Lola, dressed up as a cup of yoghurt, is going to a costume party at the school. On her way, she is rushed by a taxi in which Antonio Redondo, a handsome and well-known teenage tennis player, is dressed up as a charming prince. / Virginia is a compulsive buyer. Her parents go to the psychotherapist, but he is unable to solve the problem. When there is nothing else she could do, Virginia's mother realises that the only person who could control her daughter is Lola.
| 25 | "Dear Lola" |
"A Boyfriend for Haide"
Lola convinces her friends to make an extra-large emblem for their football team. This turns out to be a success and Lola becomes the school's most popular student. Haide and Poppy appoint her as the "Student of the Year". / Lola's girl classmates are jealous of her friendship with Haide. Virginia, who seeks to be the centre of attention, cannot bear it and is planning to end that friendship in a week's time.
| 26 | "High Treason" |
"Secret Love"
Haide discovers in a webpage called "The Magic of Names" that her ideal boyfriend is called Chuck and she falls for the only Chuck she knows. Lola, in spite of her skepticism regarding magic, helps her friend to win his heart. / Virginia shows off having captivated the most handsome boy in one of her parties. An envious Lola brings up Charlie's name and makes up a lie that even she cannot believe: he has been Lola's secret boyfriend for a while.
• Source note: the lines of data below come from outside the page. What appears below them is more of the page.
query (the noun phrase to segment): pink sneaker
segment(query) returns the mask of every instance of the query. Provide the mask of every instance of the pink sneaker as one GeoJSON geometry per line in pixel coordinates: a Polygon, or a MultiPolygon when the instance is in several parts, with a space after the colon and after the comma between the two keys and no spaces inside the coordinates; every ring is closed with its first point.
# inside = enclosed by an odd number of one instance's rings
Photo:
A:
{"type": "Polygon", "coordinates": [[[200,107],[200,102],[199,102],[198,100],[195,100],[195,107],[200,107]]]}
==Telecast and home release==
Lola & Virginia was broadcast on several European channels, including Disney Channel in Spain and Italy, France 3, Pop Girl, POP!, and RTP 2. It was also shown on Animania HD in the US before it ceased operations in 2009. In Brazil, the show aired on SBT. It also aired on Nickelodeon in some countries. In September 2014, the series was added to Hulu. As of 2022, the show is now streaming on Amazon Prime.

==Live action==
Imira Entertainment and Brave Films produced a live action version of "Lola & Virginia".

==Video game==
In 2009, a self-titled video game was released for the Nintendo DS by Virgin Play under their publishing brand V.2 Play. The gameplay consists of the player (Lola) completing a series of tasks, included with some mini-games.